Right away, Menedemos noticed one difference between the Aphrodite and the Dikaiosyne. Fishing boats and round ships fought shy of the akatos, fearing she might be a pirate ship. But sailors of all sorts waved toward the trihemiolia. A three-banked oar-powered ship had to be a war galley, a hound dedicated to hunting down the wolves of the sea.

“You don’t want to get too close to land and let the wide-arsed catamites playing watchman for the pirate crews get a good look at you,” Philokrates said.

“I understand,” Menedemos answered. “You know what, O best one? It might be fun to send a round ship or a merchant galley close enough to the coast to be easy to spot, with the Dikaiosyne out far enough to see the decoy, but too far out to be seen from shore. Then, when the pirates come out for the nearer ship, this one could dash in and swoop down on them.”

The oarmaster contemplated the scheme. A slow grin spread over his leathery features. “Fun, you say, do you? By Poseidon ’s trident, I like your notion of fun. You ought to talk with Admiral Eudemos when we get back to Rhodes. He’s the one who’d have to give the orders to bring off something like that. Don’t forget, now, because I think it could work.”

“I won’t forget,” Menedemos said. “Even if I did, you could tell the admiral.”

“You thought of it. You deserve the credit,” Philokrates said, which went a long way toward making him a friend for life. He added, “You are a clever fellow, aren’t you? First the notion for this class of ship, and now a pretty trap? Not bad. Not bad at all.”

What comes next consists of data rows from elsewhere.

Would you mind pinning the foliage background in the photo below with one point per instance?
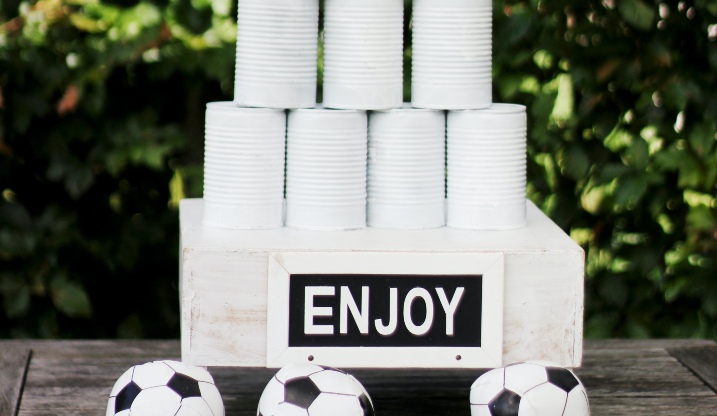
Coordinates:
(101, 134)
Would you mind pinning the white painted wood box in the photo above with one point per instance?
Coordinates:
(234, 293)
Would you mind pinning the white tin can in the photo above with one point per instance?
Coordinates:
(406, 168)
(363, 54)
(451, 54)
(243, 166)
(276, 53)
(326, 169)
(487, 168)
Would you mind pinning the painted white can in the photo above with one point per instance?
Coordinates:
(487, 168)
(451, 54)
(243, 166)
(363, 54)
(326, 169)
(406, 168)
(276, 53)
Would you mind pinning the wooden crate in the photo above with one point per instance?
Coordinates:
(232, 315)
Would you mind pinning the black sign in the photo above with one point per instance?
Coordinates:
(339, 310)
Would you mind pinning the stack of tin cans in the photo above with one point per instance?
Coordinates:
(363, 157)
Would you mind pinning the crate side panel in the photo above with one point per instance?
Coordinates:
(225, 298)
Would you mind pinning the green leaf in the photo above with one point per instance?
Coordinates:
(702, 138)
(70, 298)
(630, 190)
(637, 13)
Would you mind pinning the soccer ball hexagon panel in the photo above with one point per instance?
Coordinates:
(160, 388)
(312, 390)
(530, 388)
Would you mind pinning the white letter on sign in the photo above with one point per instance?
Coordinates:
(450, 307)
(310, 311)
(393, 315)
(360, 317)
(418, 292)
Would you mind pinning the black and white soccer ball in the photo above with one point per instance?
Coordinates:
(313, 390)
(533, 388)
(160, 388)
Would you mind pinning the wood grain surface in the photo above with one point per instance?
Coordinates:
(622, 378)
(13, 363)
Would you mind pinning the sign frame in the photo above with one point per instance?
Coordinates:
(281, 265)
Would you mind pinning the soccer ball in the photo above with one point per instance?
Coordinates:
(533, 388)
(160, 388)
(313, 390)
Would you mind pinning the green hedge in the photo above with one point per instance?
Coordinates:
(101, 133)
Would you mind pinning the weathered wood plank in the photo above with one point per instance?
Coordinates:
(701, 360)
(622, 378)
(638, 368)
(75, 377)
(13, 364)
(653, 406)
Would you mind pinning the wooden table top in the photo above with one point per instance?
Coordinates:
(622, 377)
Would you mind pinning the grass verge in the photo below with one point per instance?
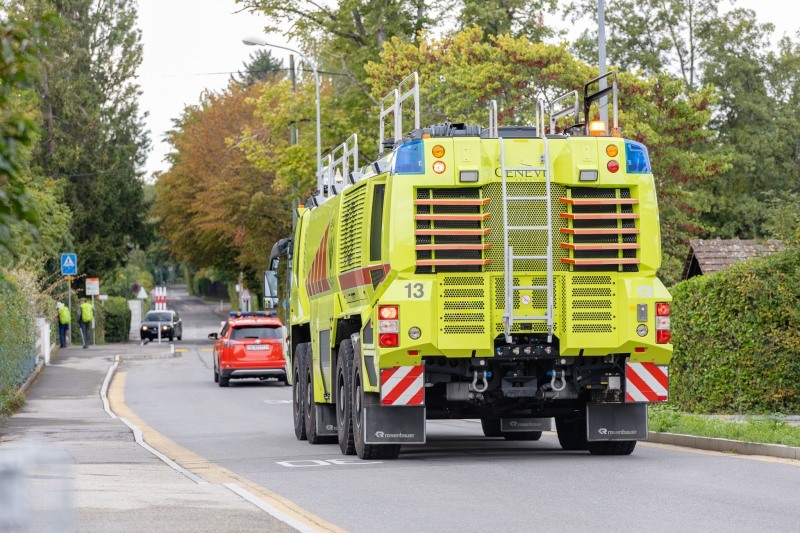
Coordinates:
(761, 429)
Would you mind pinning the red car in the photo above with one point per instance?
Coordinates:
(250, 345)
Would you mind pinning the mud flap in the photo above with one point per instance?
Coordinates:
(606, 421)
(508, 425)
(326, 419)
(395, 425)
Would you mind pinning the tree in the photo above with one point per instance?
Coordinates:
(215, 209)
(260, 66)
(19, 61)
(459, 74)
(93, 137)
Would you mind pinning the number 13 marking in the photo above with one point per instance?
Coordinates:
(418, 290)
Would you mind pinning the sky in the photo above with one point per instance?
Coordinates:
(193, 45)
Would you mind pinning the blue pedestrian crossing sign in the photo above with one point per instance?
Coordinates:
(69, 264)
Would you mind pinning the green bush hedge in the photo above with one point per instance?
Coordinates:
(737, 339)
(117, 319)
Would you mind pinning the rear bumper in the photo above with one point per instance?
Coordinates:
(236, 373)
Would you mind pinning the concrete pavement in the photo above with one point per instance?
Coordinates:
(66, 464)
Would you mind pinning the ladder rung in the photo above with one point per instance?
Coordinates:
(525, 169)
(527, 197)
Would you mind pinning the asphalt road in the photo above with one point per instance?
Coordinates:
(460, 480)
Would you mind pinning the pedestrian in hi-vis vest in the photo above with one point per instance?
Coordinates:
(64, 318)
(85, 316)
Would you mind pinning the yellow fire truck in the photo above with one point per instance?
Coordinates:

Menedemos was much more used to hearing Sostratos called clever than to having the word applied to him. He almost denied it-almost, but not quite. He had thought of trihemioliai, and he had come up with the decoying scheme. He would have praised anyone else who’d done such things. Didn’t it follow that he deserved praise, too? He liked it as much as anybody else: more than some people he could think of. His father was sparing of praise, but that didn’t mean other people had to be.